Food for thought... when in a relationship know there r many different things that come along with it as wellies perks.... note... from the partnership n friendship to the like n luv. There the mental aspect of knowing someone has ur best interest in mind n won't allow u to fall victim to b.s. then there's the emotion that connects the two as one in time to share one an others smile. Yet only percentages like contact, kissin, hands on experiences n even sex. Yes sex. They all play out in ur willingness, proving to ur mate that should be ur best friend that u r willing without bein asked to partake in all aspects of the relationship cuz u enjoy them. As they will do anything for u jus to see u smile. If one isn't doin their part or lacking interest. End ur relations!!! Cuz this isn't somethin u can work on.
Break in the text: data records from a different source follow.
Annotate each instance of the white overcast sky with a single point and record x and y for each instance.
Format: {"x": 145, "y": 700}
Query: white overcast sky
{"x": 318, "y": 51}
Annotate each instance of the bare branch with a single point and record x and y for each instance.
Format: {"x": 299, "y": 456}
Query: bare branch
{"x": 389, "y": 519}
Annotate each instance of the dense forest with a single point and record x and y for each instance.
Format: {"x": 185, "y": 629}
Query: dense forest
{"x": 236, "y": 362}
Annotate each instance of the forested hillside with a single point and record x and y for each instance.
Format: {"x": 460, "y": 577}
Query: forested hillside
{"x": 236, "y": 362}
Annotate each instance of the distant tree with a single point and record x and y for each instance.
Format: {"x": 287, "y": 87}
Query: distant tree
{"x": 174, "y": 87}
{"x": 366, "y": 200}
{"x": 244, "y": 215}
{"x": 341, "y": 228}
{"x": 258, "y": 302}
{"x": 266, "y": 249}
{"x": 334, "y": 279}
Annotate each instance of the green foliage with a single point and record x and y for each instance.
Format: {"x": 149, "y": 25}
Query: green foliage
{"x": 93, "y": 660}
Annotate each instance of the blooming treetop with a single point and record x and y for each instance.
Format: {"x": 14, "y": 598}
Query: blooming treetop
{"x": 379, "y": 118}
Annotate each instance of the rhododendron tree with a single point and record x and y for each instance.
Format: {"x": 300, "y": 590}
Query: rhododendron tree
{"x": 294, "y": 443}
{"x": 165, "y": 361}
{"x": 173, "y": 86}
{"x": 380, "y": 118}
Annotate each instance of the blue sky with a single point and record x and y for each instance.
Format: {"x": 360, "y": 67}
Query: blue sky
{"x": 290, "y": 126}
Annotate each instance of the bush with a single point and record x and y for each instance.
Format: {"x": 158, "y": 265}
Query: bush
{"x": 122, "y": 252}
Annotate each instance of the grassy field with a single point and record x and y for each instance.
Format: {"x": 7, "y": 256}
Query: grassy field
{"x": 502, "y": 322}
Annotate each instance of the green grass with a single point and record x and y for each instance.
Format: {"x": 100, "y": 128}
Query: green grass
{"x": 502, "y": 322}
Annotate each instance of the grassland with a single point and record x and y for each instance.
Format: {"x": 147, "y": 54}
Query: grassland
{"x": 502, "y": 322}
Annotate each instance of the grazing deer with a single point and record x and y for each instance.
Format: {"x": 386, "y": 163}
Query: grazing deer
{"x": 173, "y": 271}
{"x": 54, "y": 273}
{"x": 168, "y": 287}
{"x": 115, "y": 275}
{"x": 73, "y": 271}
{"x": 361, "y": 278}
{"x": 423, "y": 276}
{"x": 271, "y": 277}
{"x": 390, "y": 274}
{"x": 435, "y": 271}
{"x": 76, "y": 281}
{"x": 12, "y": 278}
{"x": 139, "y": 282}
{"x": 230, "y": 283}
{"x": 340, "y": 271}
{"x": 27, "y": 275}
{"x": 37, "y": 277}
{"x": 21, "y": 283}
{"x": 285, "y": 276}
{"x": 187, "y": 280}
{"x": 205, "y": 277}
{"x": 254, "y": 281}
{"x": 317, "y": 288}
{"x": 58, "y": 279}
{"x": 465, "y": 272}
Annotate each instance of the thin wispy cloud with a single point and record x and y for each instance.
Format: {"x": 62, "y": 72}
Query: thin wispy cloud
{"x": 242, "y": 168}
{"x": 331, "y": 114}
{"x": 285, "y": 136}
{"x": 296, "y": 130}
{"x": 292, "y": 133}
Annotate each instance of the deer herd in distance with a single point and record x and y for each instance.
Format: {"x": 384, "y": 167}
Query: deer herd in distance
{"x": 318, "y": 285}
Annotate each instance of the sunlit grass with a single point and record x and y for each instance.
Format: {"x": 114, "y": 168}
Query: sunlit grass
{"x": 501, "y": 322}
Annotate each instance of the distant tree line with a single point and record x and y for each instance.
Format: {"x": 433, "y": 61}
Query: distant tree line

Its either there or its not. Bottom line. Keep ur head on swivel n above ur heart with ur own mind thinkin with ur own mindset n allow ur heart to live as free as its willing to luv. N u jus might find urself in a position where u want for nothin cuz ur other half is there for u no matter what.... live people. Simply live together as friends first.
Oct 16,2016
I ain't feeling it... My reflections isn't right with me in the mirror... Something's missin... Y is it, I must feel this fear... Y do I see a stranger avoiding me... Y can't I look at myself... I don't feel like me no more... Wondering if there's any fuckin help... Fucked up I am inside... Mentally exposing who it is I've become... N IDK, I'm not the same no more... Yet up high is two thumbs... Yeah, sure, I'm OK... As I hide the same as u do behind a hurt smiles curve... Tryin not to be seen... Forgetting what I'm worth... Somethin in here turned on me... I think I turned on myself... Runnin down a dream lost in reality... Unable be be felt... Retractin emotion n intent to keep for me... I'm literally at a loss of words... I got ran over by life... Strugglin to find a reason to make me work... Hatin the pity eyes ponder with a stare... Stand back up Butch... When my legs won't fuckin move... Fuck u Butch...
The way it hurts...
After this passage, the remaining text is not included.